The Atlanta Braves may not need to book another flight to Houston. The Astros are hoping to live to fight another day and force a return trip to the Lone Star State.
The stakes are as high as possible for Game 5 between the Astros and Braves on Sunday night. A win for Atlanta and the World Series title will belong to the Braves for the first time since 1995. A win for the Astros and Game 6 will be on Tuesday.
Game 5: Houston Astros (-115, 8.5) at Atlanta Braves
We already know that the Astros will throw Game 1 starter Framber Valdez. The Braves will make a decision during the day on Sunday as far as who will start. This was supposed to be the spot for almost 38-year-old Charlie Morton, but he was hit by a comebacker in Game 1 and suffered a fractured fibula.
Dylan Lee got the call in Game 4 and gave up a hit and two walks before Kyle Wright came in and put out the fire with just one run allowed. Wright’s 4.2 innings were huge for the Braves and he was able to turn it over to the bullpen, as four relievers combined for four scoreless innings. Houston has not scored off the Atlanta bullpen in the last two games and only has one run in the last three games against the relief corps.
Tucker Davidson replaced Morton on the roster and didn’t pitch in Game 3, so it could be him or fellow left-hander Drew Smyly that gets the start. Smyly threw an inning in relief in Game 2 with a big deficit, so the Astros got a look at him, but he only threw 22 pitches, so he’ll be well-rested for this appearance if called upon.
Smyly should pitch in some capacity no matter what. He had a 4.48 ERA with a 5.11 FIP during the season and didn’t live up to the $11 million that Atlanta offered to pay him very early in the free agency process. Davidson, who could also make an appearance, has allowed 10 earned runs on 18 hits in 21.2 innings at the MLB level.
In other words, it will be another “all hands on deck” kind of evening for the Braves. It seems very unlikely that Max Fried will get the call on short rest, given that the Braves now have three chances to finish off the series and could use Fried on full rest in Game 6, if necessary.
Valdez will attempt to bounce back from a rough outing in Game 1 for the Astros. The 27-year-old southpaw had a 3.14 ERA with a 4.01 FIP during the regular season over 134.2 innings of work. He gave up five runs on eight hits and only struck out two batters in the first game of the series, which Atlanta won 6-2.

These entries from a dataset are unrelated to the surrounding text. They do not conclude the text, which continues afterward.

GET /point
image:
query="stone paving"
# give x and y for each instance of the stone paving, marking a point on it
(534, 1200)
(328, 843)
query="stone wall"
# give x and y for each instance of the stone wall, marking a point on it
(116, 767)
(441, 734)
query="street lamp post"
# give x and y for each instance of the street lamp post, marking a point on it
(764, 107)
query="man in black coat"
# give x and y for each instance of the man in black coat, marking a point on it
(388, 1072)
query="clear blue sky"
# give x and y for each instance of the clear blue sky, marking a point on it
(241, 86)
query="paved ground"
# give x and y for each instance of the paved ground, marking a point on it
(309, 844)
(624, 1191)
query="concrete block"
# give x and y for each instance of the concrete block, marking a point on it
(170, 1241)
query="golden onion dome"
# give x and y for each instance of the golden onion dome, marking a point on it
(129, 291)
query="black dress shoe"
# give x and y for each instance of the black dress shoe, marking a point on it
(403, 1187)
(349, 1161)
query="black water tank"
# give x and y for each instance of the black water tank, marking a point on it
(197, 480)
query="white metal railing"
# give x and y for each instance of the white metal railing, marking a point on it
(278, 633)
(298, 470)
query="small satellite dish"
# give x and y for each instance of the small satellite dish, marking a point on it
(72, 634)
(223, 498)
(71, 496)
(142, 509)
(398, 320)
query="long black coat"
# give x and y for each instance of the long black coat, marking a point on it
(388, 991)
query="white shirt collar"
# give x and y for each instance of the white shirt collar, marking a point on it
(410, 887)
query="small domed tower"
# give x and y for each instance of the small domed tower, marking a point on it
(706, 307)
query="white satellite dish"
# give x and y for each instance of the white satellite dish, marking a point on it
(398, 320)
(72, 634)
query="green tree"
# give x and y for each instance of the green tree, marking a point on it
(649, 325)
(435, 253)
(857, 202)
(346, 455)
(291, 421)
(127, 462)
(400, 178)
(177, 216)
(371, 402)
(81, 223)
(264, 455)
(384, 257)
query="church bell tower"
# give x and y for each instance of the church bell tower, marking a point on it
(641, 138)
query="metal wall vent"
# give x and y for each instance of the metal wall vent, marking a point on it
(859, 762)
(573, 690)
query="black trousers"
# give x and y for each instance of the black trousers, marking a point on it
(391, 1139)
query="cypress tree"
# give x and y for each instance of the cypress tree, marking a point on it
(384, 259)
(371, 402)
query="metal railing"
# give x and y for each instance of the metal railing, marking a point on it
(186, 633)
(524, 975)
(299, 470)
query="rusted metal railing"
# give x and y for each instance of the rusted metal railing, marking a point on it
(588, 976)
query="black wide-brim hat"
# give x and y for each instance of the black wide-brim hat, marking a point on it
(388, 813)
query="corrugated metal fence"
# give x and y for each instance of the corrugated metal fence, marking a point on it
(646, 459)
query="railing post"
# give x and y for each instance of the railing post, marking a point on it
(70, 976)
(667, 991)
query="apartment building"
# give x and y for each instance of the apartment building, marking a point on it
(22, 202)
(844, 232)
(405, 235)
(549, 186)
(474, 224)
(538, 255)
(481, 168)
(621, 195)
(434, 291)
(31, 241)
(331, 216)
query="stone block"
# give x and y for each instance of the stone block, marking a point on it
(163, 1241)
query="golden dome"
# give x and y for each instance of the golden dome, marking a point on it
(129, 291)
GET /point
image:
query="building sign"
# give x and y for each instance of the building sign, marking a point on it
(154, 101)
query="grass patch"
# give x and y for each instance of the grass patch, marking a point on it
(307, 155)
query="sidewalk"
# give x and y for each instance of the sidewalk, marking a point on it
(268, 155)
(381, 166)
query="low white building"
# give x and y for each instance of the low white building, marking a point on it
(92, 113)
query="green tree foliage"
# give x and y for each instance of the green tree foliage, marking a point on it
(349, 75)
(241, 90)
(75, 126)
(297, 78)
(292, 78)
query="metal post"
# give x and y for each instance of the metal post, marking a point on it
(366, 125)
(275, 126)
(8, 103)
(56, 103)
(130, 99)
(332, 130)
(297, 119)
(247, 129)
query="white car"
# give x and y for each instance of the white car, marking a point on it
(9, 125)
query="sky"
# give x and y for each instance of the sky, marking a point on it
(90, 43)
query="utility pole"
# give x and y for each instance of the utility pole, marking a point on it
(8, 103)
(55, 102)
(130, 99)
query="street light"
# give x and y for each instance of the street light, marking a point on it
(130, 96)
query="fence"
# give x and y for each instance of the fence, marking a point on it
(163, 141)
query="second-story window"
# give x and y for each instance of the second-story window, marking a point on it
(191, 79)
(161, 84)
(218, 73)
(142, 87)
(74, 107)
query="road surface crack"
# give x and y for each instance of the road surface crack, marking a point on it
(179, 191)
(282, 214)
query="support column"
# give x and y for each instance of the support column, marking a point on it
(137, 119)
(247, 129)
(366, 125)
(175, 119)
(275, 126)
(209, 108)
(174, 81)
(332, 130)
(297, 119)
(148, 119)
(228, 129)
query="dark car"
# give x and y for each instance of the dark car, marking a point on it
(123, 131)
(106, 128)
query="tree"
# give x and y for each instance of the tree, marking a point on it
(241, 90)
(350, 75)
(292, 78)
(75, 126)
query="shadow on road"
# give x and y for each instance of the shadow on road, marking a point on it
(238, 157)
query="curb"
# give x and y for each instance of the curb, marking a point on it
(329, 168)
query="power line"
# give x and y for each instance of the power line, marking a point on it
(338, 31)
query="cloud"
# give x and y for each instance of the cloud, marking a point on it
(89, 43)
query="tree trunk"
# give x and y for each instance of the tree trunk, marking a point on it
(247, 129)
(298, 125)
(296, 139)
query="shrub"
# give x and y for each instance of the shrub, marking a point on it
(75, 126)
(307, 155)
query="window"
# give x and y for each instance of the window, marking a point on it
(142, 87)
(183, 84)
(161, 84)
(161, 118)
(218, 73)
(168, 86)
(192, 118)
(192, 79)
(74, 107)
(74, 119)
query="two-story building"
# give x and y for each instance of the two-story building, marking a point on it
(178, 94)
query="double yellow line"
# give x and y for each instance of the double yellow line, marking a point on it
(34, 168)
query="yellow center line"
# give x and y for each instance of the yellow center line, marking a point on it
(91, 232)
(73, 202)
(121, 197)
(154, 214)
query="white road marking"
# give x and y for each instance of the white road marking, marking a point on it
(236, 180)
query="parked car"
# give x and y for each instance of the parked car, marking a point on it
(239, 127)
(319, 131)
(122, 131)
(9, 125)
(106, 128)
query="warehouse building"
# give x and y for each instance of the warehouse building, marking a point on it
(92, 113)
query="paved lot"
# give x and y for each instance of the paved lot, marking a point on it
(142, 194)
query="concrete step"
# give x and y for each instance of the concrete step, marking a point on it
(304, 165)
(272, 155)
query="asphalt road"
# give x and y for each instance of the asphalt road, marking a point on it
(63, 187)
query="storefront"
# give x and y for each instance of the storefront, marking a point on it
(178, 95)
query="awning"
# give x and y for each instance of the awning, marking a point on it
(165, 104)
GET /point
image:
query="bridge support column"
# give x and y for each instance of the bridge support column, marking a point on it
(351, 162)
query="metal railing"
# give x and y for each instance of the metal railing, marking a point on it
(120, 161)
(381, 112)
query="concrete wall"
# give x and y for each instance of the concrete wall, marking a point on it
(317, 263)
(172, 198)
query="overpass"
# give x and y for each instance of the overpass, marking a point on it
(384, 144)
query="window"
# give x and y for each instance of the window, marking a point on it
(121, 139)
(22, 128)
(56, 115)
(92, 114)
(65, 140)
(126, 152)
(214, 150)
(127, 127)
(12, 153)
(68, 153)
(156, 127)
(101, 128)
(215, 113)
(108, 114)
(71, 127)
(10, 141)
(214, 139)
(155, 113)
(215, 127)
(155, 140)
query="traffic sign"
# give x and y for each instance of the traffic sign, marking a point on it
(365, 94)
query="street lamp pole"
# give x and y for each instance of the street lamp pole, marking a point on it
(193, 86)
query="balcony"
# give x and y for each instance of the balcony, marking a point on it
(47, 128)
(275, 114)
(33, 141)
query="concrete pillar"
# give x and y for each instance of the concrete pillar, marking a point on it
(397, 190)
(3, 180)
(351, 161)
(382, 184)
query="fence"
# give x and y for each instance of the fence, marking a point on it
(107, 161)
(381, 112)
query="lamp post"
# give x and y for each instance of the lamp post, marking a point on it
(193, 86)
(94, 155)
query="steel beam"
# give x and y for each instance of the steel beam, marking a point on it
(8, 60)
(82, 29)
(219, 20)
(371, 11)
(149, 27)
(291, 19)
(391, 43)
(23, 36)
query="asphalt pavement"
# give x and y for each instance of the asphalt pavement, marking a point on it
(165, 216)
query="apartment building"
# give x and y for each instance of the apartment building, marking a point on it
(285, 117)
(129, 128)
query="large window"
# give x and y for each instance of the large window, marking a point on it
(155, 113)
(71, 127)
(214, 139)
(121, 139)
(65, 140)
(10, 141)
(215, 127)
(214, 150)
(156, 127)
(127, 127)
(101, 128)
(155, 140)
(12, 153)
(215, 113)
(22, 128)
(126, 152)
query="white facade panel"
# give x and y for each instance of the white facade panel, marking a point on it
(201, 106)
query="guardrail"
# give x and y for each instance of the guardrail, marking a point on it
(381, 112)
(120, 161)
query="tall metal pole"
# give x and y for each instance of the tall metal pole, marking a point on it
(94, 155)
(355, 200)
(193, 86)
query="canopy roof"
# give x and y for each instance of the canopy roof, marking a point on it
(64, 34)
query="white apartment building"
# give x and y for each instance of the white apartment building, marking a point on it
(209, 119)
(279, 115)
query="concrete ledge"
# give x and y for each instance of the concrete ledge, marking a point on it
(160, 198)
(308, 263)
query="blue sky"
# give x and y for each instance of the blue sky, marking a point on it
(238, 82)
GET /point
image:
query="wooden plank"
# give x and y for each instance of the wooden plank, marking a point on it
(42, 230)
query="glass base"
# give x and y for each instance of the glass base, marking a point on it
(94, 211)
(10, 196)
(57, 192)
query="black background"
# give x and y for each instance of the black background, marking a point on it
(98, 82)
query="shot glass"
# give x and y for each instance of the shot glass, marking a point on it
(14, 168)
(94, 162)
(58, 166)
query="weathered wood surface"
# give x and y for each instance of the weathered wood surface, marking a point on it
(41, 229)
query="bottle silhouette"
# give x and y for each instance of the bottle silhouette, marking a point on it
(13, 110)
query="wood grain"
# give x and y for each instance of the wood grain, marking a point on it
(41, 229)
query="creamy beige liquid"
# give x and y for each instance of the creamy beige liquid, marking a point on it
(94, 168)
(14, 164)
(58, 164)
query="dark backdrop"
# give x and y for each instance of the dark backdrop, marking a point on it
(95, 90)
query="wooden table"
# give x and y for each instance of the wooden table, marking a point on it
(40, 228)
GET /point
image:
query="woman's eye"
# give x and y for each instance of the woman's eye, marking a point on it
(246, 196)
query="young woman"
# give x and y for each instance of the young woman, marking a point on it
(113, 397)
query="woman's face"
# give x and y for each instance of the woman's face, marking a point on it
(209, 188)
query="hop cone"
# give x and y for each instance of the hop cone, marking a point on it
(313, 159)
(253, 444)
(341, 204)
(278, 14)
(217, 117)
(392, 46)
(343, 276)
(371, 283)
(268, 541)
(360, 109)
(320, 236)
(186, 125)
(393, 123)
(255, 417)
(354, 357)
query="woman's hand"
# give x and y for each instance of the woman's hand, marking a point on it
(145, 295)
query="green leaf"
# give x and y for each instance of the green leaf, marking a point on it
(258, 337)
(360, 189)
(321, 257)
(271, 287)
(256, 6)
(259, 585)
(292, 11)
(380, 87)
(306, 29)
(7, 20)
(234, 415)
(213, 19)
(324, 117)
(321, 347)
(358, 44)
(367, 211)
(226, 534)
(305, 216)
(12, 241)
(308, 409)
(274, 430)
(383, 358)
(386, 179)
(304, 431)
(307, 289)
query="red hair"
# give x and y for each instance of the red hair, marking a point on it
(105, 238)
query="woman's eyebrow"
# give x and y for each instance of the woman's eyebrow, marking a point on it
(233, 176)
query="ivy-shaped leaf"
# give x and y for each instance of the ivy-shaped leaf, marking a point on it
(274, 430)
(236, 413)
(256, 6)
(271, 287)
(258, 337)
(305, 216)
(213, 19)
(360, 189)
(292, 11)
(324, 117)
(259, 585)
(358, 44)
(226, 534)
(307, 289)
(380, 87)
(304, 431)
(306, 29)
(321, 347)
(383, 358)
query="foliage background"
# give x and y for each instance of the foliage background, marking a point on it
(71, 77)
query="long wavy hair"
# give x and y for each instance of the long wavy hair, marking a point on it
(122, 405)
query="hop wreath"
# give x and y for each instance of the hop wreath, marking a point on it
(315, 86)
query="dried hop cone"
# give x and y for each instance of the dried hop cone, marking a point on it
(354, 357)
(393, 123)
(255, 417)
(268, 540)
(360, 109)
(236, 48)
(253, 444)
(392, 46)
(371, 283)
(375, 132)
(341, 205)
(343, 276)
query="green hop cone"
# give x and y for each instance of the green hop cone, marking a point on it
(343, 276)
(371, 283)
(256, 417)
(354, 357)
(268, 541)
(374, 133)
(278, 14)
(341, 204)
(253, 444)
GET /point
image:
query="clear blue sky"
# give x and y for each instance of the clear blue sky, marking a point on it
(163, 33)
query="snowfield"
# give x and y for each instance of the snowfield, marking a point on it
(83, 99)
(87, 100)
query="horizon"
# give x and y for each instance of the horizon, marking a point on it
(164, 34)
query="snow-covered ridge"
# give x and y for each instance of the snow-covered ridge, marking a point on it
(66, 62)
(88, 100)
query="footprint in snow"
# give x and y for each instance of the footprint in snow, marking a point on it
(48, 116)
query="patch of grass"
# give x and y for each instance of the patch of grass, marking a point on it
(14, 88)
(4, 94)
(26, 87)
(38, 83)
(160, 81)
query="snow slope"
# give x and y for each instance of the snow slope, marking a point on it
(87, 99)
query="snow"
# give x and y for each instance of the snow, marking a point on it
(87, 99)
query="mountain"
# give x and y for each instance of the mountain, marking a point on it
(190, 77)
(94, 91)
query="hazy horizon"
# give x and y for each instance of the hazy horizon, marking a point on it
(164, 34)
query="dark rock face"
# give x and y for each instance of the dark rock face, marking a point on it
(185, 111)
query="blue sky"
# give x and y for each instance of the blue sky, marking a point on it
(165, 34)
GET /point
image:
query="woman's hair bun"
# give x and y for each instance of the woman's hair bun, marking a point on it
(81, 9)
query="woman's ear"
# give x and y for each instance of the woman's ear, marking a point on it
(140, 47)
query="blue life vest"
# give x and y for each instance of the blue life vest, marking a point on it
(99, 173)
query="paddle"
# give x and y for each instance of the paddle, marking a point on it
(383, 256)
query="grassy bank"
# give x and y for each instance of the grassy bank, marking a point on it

Valdez has now allowed 12 earned runs on 24 hits with a 15/6 K/BB ratio in his 17 innings this postseason. Houston really needs him to step up here and follow the lead of Zack Greinke, who threw four shutout innings in Game 4. It was the Astros bullpen that faltered late, as Cristian Javier gave up back-to-back home runs to Jorge Soler and Dansby Swanson to decide the game.
The Astros were 0-for-8 with runners in scoring position and really squandered some early opportunities. After Wright left the game to start the sixth, the Astros managed just two hits and didn’t draw any walks. The Astros are just 4-for-31 with a runner in scoring position in this series. The Braves are just 5-for-25, so that’s why we’ve wound up with three unders in four games.
The under seems to be the way to go in Game 5 as well. The stakes for this game couldn’t be higher and typically the bigger the game, the more limited the scoring is. That has been the case in this series so far and especially the two games in Atlanta. We had three solo home runs on Saturday to make up 60 percent of the offense. One of the two runs in Game 3 came via the home run.
This is what the postseason has become. Teams don’t really manufacture innings. We’ve seen chances for both offenses to a degree, but the playoffs are a low-scoring environment for the most part and that should be the case again in Game 5, as the Braves will throw out a bunch of different arms and the Astros will hope for more from Valdez.